The announcement is the latest example of the toll taken by the commercial mortgage crisis, which to Federal Reserve officials is a major threat to the economy as it tries to extricate itself from recession.
"We are not considering bankruptcy," Chief Executive Nelson Rising told analysts on a conference call, adding the company was comfortable with its cash position and optimistic about attracting investment either in its properties or in the company itself.
Maguire's stock fell as the company announced the defaults and said that it would "dispose" of seven properties, but turned higher after the CEO's call. The stock rose 15 cents to end at $1.04 on the New York Stock Exchange, after earlier falling as low as 71 cents.
By abandoning properties, Maguire may be setting a bad precedent for the $700 billion commercial mortgage-backed securities market that financed a massive run-up in the sector through 2007. The trend could mean increased losses on deals in the market at a time when the Fed is calling on investors to participate in a program aimed at restarting lending to companies like Maguire.
"They basically said that they are giving back buildings that are worth less than what they paid for them," said Thomas Fink, a managing director at Trepp, which aggregates commercial mortgage data. "We would anticipate that there will be some write-downs on some transactions."
Maguire said in a regulatory filing that the two subsidiaries failed to make debt service payments on mortgage loans associated with properties in Orange County and Los Angeles. It said its board had approved the disposal of the seven buildings to shore up its cash position.
TAKING A WALK
Maguire said it will no longer fund the cash shortfall on the properties' mortgages.
Six of the loans were financed in the CMBS market at its peak from 2005 to 2007, and cash flow from the properties depended on fates of some tenants tied to the residential mortgage meltdown, including subprime lender Ameriquest Mortgage Co.
The notice by Maguire highlights "a trend in borrower behavior to increasingly walk away from loans that are not covering their debt service, a trend which we expect to continue," Aaron Bryson, an analyst at Barclays Capital in New York, said in a research note.
Maguire recorded a noncash impairment charge of $345 million associated with the assets, which include Park Place I and II properties in Irvine, part of a residential and office building complex the company bills as an architectural gem. Falling revenue from Park Place II is related to the exit and 2007 bankruptcy of another leading subprime lender, New Century Financial Corp, according to Realpoint LLC.
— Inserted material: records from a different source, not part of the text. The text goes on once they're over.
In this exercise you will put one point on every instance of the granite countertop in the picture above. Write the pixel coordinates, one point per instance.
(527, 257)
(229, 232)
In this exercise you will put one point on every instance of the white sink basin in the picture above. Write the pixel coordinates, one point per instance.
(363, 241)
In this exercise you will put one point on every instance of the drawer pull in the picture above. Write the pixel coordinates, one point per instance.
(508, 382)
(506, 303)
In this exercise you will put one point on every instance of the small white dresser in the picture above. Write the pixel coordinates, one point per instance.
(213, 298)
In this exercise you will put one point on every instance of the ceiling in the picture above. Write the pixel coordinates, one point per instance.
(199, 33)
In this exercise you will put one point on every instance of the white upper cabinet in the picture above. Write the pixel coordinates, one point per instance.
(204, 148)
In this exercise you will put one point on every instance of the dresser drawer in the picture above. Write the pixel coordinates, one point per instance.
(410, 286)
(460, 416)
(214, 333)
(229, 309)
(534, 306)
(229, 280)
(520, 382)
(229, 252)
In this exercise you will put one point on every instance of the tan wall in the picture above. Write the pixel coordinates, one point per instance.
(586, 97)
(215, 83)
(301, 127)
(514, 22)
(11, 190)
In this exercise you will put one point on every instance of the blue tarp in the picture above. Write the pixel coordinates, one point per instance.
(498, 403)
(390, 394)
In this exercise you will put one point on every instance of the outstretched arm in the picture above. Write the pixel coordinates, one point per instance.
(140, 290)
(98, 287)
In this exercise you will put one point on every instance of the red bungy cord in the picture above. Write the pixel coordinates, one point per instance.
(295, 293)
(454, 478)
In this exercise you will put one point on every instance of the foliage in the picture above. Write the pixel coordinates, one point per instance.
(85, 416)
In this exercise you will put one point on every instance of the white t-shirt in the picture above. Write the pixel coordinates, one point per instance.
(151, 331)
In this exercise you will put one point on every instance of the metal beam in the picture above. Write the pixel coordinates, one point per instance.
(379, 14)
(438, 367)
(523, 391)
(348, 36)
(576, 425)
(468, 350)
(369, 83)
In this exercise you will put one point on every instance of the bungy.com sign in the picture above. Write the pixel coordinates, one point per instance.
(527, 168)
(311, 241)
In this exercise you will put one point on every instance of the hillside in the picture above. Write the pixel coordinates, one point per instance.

The real estate investment trust (REIT) said second-quarter funds from operations were negative $339.7 million, or $7.10 per share, compared with negative $56.4 million, or $1.18 per share, a year earlier.
Excluding one-time items, FFO was $3.7 million, or 8 cents per share -- 3 cents higher than analysts' average forecast, according to Reuters Estimates.
The weak U.S. economy has depressed demand for commercial real estate and pushed down rents and sale prices, while the credit crunch makes it hard -- if not impossible -- to fund deals.
Tight credit markets over the past year have led borrowers to seek extensions of loans, hoping the availability of funding and property prices will improve. In the meantime, prices remain at distressed levels, especially for large loans that relied heavily on the CMBS market, analysts said.
"This is illustrative of the fact that we are at the beginning of the commercial real estate cycle, which can lag the rest of the economy by 12 to 18 months," Fink said.
Maguire's stock has plunged from $30 at the end of 2007 as many of its mortgage lending and financial tenants went out of business, pushing up vacancies and lowering the value of properties to less than the company owes on their mortgages.
The Los Angeles-based company has worked to boost occupancy and rental rates, while trying to refinance property loans, sell assets and seek joint ventures. It suspended its dividend last year.